Diagnosing asthma in children under two
It is common for infants to have recurrent episodes of cough and wheeze with colds and be completely well in between episodes. Usually, they will be diagnosed as having episodic viral wheezing. Despite what many parents are told, a small proportion will have genuine infantile asthma which is difficult - but not impossible - to diagnose in children under the age of two.
In this article, Dr Ian Balfour-Lynn from Royal Brompton Hospital shares his expertise.
Making a diagnosis
Many parents may report that their child wheezes. What they are really describing are the harsh sounds of upper airway secretions in the back of the child’s throat. A useful tip is to ask the parents to record the sounds on their mobile phones.
Key things to look for that suggest infantile asthma (rather than episodic viral wheezing) are:
- Family history of atopy – asthma, hay fever or eczema in a parent or sibling.
- Personal history of atopy – genuine atopic eczema rather than the occasional patch of dry skin, or a proven food allergy.

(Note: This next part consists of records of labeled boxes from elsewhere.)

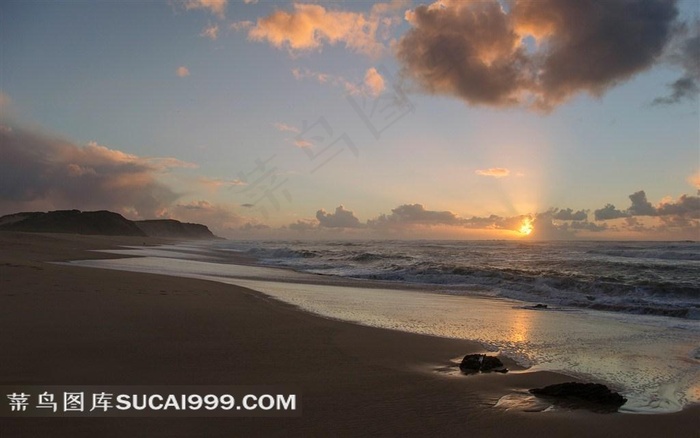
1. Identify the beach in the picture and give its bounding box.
[0,232,700,437]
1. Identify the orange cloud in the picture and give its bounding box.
[242,2,403,56]
[688,170,700,190]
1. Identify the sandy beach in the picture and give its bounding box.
[0,232,700,438]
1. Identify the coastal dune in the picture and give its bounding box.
[0,232,700,438]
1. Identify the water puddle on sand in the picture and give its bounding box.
[67,257,700,413]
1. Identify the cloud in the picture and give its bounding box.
[652,20,700,105]
[316,205,362,228]
[182,0,228,18]
[288,220,318,232]
[688,170,700,191]
[197,176,247,190]
[594,190,700,223]
[239,1,405,56]
[656,195,700,219]
[551,208,588,221]
[161,200,244,234]
[292,68,366,95]
[0,127,186,218]
[368,204,460,227]
[199,24,219,41]
[294,139,314,149]
[593,204,629,221]
[274,123,301,134]
[0,90,12,112]
[530,208,608,240]
[474,167,510,178]
[396,0,677,111]
[627,190,656,216]
[364,67,386,97]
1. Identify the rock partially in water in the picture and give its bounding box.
[530,382,627,412]
[459,354,508,373]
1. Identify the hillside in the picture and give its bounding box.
[0,210,217,239]
[134,219,216,239]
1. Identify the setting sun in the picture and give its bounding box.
[518,218,534,236]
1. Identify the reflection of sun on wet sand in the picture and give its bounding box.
[0,233,699,437]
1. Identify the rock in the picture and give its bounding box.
[530,382,627,412]
[459,354,508,373]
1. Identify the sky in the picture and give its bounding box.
[0,0,700,240]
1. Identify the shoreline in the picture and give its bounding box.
[0,233,700,437]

- Pattern of wheeze – daily or night time symptoms or exercise/excitement induced symptoms.
Examination and investigations are usually found to be unhelpful as children under six years of age are unable to perform lung function testing.
If symptoms are marked or atypical, referral to a paediatrician with a respiratory interest is arranged. In some cases, further investigations may be performed to exclude less common diagnoses such as gastroesophageal reflux.
The single best thing most parents could do to help their symptomatic child is to stop smoking or remove animals that the child is allergic to, although this is rarely done.
Salbutamol (the blue inhaler)
These should only be used on an ‘as required’ basis rather than automatically taken three to four times a day. Syrup form has been found to be far less effective and not worth using, as the dose required orally to have an impact inevitably leads to side effects.
Montelukast (Singulair) 4 mg
Granules can be very useful to reduce viral airway inflammation and is not a steroid. They can be started at the beginning of a cold or chest symptoms and continued until the child is better rather than giving them a dose every day.
A small minority of pre-school children will require regular prophylaxis. Inhaled corticosteroids are more likely to work in those with genuine infantile asthma.
Fortunately, the prognosis for those with genuine infantile asthma is generally very good and most will outgrow their symptoms.
However although most wheezy infants do not turn out to have persistent childhood asthma, most asthmatics do start wheezing when young. There is no way to predict what will happen for any individual child.